CHCF’s data analysis expertise is well known throughout the country. In 2009, a similar quality review project identified federal payment inaccuracies totaling more than $250 million, which were credited to 46 states and the District of Columbia. CHCF has also been providing enhanced Medicare identification and Medicare Buy-In billing analysis expertise to the Commonwealth of Pennsylvania since early 2009.

“I’m not aware of another group in the country that has developed these types of data analysis techniques, not to mention a comprehensive understanding of the dual eligible population and how the SSA and CMS work,” said Thibodeau. “CHCF is uniquely positioned to make sure that people are getting the proper and appropriate level of health care benefits, and that states are able to more accurately monitor and control expenditures in support of those benefits.”
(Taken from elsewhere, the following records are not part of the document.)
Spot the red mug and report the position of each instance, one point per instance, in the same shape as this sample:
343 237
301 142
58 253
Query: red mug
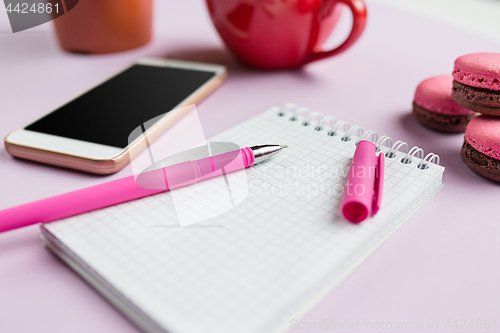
280 34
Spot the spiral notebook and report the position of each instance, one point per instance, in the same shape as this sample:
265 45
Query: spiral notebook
280 249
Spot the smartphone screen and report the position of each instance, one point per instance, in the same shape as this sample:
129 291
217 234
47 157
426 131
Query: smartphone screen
109 113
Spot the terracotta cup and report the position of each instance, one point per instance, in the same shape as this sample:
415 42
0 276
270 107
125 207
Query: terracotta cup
104 26
280 34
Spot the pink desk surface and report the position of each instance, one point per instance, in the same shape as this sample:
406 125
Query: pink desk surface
442 264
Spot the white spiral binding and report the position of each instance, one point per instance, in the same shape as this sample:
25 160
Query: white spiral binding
336 126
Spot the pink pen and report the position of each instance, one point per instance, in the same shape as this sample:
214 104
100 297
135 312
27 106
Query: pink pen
133 187
363 191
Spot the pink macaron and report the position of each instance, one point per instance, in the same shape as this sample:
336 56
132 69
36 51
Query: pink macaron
434 107
476 84
481 149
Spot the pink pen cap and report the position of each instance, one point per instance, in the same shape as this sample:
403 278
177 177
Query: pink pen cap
363 190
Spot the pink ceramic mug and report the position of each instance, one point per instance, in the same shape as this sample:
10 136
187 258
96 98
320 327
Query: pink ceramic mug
280 34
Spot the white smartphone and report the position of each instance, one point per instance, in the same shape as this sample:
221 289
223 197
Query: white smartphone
91 132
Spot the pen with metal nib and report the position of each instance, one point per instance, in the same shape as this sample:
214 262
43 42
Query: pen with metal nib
149 182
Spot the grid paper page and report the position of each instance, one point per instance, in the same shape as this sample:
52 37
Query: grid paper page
252 267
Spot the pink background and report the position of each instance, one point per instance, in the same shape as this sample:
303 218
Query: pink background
442 264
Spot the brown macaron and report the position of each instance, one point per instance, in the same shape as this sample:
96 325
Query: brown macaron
476 84
434 108
481 148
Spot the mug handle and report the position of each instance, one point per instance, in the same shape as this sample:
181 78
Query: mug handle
358 10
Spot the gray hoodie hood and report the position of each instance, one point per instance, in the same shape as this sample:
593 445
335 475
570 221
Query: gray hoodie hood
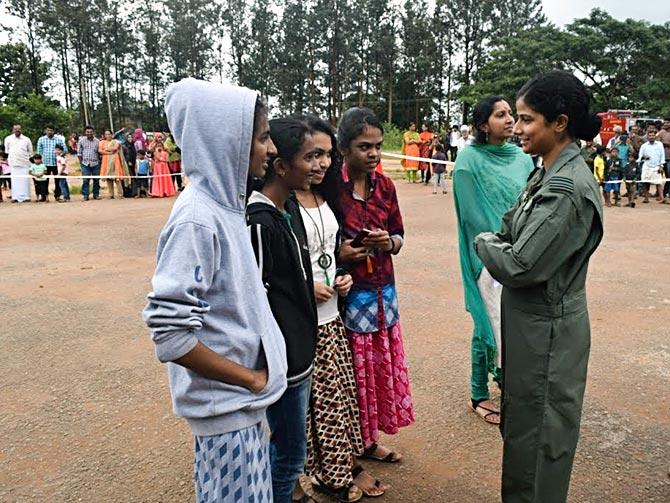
207 286
213 126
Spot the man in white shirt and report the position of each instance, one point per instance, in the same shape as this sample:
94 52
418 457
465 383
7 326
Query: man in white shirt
465 138
652 156
19 149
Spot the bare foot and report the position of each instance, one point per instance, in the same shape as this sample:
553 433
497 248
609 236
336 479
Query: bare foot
378 452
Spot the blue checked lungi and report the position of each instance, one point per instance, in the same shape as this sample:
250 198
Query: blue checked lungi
233 467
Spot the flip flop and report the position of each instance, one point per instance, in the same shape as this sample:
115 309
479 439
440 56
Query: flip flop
358 469
486 416
392 457
343 494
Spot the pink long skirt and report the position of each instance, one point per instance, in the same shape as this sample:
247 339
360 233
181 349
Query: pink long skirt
382 381
162 186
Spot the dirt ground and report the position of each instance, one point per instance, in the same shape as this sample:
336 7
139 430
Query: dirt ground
85 413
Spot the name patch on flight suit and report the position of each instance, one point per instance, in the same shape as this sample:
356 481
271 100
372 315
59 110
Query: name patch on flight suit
561 184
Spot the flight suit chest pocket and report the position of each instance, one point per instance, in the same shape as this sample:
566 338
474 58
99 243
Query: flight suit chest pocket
522 214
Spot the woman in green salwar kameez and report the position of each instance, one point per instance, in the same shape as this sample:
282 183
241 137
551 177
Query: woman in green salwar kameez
488 178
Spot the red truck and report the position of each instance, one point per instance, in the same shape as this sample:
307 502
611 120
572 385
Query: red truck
625 119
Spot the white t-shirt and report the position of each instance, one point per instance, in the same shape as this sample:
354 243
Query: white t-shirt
316 234
19 150
464 142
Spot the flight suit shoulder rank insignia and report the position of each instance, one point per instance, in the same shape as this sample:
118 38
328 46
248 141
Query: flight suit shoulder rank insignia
561 184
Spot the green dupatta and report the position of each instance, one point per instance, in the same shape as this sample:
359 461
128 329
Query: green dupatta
487 182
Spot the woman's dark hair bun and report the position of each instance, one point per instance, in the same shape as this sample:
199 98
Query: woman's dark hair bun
588 128
557 93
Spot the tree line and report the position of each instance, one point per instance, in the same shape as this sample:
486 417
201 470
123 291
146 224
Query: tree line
110 62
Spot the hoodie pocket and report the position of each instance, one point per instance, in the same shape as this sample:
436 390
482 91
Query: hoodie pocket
274 354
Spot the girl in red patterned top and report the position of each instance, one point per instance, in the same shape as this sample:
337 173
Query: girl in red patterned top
368 201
About the Center for Health Care Financing

Commonwealth Medicine’s Center for Health Care Financing (CHCF) has extensive knowledge of government financing structures that is used to identify savings initiatives for the benefit of its non-profit and public agency clients. CHCF consultants, who are well-versed in third party liability, program integrity, school-based and federal revenue claiming, analyze human service entitlement programs to identify areas eligible for enhanced or supplemental federal reimbursement. For more information, visit www.umassmed.edu/commed/financing.
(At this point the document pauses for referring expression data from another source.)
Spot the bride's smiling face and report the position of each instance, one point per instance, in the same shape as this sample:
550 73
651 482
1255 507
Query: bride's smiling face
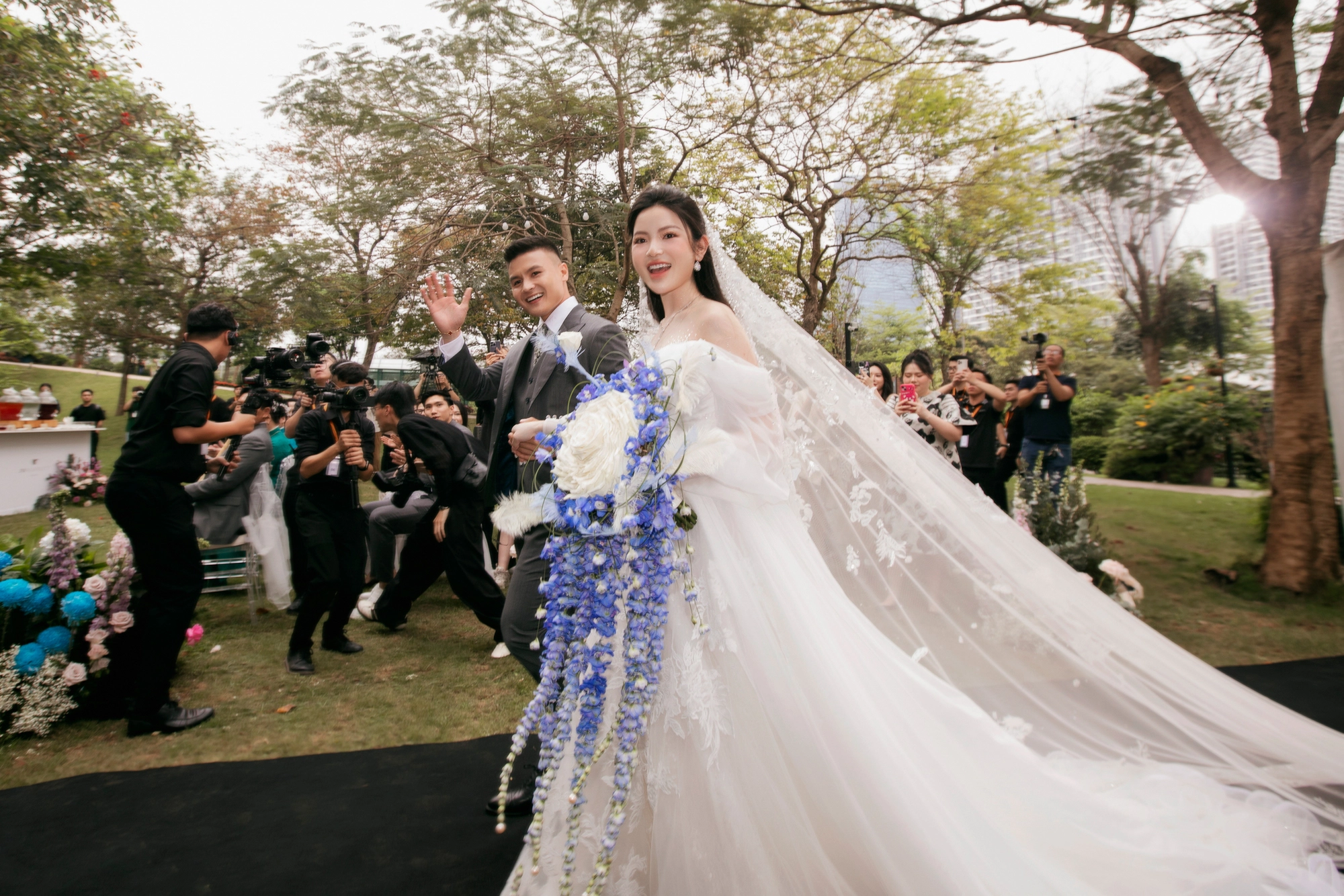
662 251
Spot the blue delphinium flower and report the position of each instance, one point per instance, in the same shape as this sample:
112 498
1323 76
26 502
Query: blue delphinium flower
30 659
610 564
38 601
14 592
56 640
79 608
About Commonwealth Medicine

Commonwealth Medicine (CWM) is the public, nonprofit health care consulting and service organization founded by UMass Medical School. Government agencies, nonprofits and managed care organizations benefit from CWM’s expertise in clinical service delivery, health care financing strategies, policy management and quality improvement. CWM programs have helped Massachusetts—and many other state, international and local health care agencies—to increase the value of health care expenditures while improving access and delivery of care to at-risk and uninsured populations. Commonwealth Medicine programs were developed, in part, as a way for UMMS faculty and staff to have a direct and profound impact on the communities of Massachusetts, and now provide critical opportunities for UMMS faculty and students to serve the community.